During the fifties and the sixties, the cellars of Saint Germain des Pres are turned into jazz concert rooms. It is the case under the hotel with the opening of the Petit Zinc. During that period, the Louisiane welcomes Oscar Peterson, Miles Davis, Bud Powell, Max Roach, Dizzy Gillespie, Billie Holiday, Lester Young and Charlie Parker, John Coltrane, Chet Baker, Mal Waldron, Dexter Gordon, Wayne Shorter.

In the sixties and the seventies, the hotel welcomes many celebrities belonging to the beat generation and to various rock bands. Among them, musicians like Jim Morrisson, lead singer of The Doors, or Pink Floyd. Barbet Schroeder moves in with Mimsy Farmer and Klaus Grunberg to shoot the movie More, which bears the same name as the eponymous Pink Floyd album which makes up the music of the film.

In the summer of 1970, Gene Vincent and Adrian Owlett move to the Louisiane to oversee the production of The Day the World Turned Blue album and to organize the subsequent French tour.

Towards the end of the Eighties, Quentin Tarantino becomes a regular. He called the restaurant scene at the end of Inglourious Basterds, La Louisiane. Bertrand Tavernier shoots his movie titled Round Midnight at la Louisiane. Leos Carax and Juliette Binoche stay there while they shoot Les Amants du Pont-Neuf.

The documentary film of Michel La Veaux, Hôtel La Louisiane describes the way the hotel has impacted the various artists and writers who have made it their residence.

==2000s==
In 2002, from 14 to 27 December, Alain Le Gaillard gallery hosts 24 artists in 12 rooms, amongst which: Julien Beneyton, Jean-Luc Bichaud, Nicole Tran Ba Vang, Barthélémy Toguo, Lionel Scoccimaro, Emmanuelle Villard, and Wang Du.

In 2007, at the favour of the Curating Contest exhibit, the rooms of three entire floors are turned into temporary galleries. In each room, a curator invites one or several artists.

From 31 May to 16 June 2018, within the setting of Parcours Saint-Germain, an event bringing together many businesses and hotels to display contemporary works, the hotel welcomes exhibit Chambre 10 by the collective Sans Titre 2016.

The following year, a show titled Flower Power takes place from 23 May to 2 June 2019. Four rooms are turned into exhibition spaces. Artists present their creations on the theme of the sixties-seventies: Martine Aballéa, Pierre Joseph and Frank Perrin, along with the participation of the atelier of Nathalie Talec from the Beaux-Arts of Paris. In November 2019, the exhibition the Shining sees ten artists pay tribute to the Stanley Kubrick movie.

The Louisiane is mentioned in several books, for instance in Hôtels littéraires.
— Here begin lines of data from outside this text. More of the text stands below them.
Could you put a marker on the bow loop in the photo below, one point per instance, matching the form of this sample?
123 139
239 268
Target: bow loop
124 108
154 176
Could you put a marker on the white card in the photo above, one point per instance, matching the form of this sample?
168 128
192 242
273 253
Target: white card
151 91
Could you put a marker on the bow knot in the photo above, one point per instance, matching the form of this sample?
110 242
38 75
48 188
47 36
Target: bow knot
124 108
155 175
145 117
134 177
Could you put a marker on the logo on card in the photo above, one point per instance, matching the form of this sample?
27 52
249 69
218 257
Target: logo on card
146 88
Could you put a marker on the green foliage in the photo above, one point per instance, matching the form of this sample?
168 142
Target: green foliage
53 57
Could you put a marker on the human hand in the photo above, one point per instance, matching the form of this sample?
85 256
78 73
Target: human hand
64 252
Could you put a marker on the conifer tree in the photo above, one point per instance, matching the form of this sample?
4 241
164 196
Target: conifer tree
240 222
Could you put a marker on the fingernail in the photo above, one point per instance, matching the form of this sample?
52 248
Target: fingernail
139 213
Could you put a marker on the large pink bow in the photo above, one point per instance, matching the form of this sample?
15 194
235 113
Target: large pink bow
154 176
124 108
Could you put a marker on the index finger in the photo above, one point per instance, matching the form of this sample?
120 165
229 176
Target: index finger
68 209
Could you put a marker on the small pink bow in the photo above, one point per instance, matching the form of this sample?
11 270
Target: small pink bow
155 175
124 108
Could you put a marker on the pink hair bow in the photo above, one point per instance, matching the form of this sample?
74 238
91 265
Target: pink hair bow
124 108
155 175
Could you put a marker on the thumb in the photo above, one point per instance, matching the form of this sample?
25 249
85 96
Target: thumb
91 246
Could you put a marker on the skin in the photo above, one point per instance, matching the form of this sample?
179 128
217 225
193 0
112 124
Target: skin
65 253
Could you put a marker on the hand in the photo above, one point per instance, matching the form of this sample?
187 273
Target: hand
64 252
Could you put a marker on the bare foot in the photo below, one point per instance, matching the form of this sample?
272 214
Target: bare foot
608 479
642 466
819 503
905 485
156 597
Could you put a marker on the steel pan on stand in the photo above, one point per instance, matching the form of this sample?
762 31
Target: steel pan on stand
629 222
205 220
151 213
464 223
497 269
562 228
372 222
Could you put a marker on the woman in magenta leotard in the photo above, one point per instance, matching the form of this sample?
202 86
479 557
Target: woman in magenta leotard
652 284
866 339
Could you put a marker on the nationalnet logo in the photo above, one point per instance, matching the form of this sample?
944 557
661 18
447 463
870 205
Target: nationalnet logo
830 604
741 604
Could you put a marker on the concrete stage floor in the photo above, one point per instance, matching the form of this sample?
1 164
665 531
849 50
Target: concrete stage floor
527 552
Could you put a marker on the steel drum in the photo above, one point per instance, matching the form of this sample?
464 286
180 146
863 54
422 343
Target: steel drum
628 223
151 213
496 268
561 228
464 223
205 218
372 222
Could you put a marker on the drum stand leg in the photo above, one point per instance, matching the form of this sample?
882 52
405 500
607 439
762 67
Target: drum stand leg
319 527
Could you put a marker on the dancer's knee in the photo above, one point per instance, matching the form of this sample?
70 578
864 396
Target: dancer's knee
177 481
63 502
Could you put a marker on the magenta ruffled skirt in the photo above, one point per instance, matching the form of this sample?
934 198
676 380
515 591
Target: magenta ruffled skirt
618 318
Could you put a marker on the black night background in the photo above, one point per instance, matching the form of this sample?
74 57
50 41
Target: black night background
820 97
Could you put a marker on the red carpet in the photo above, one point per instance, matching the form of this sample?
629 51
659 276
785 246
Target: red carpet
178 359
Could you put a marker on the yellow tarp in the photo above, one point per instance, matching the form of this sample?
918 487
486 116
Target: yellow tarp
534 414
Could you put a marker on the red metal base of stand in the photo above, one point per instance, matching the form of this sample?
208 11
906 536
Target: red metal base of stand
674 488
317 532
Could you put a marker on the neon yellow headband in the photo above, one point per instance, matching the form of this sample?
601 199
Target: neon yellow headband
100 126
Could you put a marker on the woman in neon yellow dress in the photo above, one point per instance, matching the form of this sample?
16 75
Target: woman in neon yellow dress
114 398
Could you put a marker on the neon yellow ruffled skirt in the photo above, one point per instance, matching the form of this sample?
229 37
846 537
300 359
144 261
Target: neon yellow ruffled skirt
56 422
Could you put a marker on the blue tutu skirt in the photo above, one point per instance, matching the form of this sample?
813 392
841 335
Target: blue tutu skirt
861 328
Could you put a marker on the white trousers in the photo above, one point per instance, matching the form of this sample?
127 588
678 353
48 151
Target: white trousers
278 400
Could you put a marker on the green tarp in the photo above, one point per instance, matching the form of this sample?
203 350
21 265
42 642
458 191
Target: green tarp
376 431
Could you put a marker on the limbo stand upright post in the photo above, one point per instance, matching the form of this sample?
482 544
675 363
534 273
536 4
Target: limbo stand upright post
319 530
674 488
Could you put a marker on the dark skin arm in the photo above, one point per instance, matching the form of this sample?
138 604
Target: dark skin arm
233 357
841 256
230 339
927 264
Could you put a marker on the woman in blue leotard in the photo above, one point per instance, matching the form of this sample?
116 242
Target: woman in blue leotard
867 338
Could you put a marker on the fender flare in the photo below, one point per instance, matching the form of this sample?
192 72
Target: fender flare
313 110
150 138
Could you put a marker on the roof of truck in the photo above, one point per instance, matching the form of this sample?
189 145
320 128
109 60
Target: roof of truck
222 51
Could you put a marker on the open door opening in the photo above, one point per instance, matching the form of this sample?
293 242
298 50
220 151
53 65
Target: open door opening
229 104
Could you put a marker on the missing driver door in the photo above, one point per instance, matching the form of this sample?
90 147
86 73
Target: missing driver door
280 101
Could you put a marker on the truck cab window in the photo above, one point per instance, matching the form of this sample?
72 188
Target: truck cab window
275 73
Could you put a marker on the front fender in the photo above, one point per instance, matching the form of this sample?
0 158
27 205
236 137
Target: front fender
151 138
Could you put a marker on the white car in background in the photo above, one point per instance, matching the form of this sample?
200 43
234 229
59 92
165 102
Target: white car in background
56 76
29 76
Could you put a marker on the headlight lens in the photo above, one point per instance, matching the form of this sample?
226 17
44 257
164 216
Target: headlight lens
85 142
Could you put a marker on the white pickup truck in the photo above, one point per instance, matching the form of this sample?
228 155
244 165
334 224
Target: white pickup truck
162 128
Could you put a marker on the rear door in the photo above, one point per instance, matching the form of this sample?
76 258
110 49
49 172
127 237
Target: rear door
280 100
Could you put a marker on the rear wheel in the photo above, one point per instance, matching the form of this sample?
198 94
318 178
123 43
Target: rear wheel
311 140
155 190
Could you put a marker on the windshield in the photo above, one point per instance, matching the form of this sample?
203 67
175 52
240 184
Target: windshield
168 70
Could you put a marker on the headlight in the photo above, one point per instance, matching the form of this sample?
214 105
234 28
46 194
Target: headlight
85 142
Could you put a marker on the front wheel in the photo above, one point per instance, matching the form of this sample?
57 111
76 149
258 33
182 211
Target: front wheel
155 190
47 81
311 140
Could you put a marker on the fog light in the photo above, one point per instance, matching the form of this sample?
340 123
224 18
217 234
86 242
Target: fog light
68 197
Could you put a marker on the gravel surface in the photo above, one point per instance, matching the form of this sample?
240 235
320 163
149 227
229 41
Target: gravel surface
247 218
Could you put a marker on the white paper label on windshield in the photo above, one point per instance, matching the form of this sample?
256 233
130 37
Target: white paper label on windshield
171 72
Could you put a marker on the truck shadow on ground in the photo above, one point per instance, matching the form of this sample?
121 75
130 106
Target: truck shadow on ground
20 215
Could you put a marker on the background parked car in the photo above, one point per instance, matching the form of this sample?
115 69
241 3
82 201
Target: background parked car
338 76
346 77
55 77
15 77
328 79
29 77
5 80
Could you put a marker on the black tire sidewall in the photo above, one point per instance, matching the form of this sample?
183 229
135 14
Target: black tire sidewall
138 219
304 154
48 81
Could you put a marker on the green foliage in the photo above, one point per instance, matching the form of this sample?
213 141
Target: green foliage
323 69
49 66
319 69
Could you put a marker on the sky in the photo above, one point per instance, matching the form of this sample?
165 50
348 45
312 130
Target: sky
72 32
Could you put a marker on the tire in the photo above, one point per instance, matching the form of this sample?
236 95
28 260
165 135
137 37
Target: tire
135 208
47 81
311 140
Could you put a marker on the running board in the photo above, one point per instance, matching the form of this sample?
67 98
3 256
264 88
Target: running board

In Voyage autour de la terre, Nathalie de Saint-Phalle weaves into her narrative the description of the three oval rooms favoured by writers: rooms Ten, Nineteen and Thirty Six.
The current owner, Xavier Blanchot, is one of the pioneers of French Internet. La Louisiane has also been the siege of his offices and of a number of startups since 1999.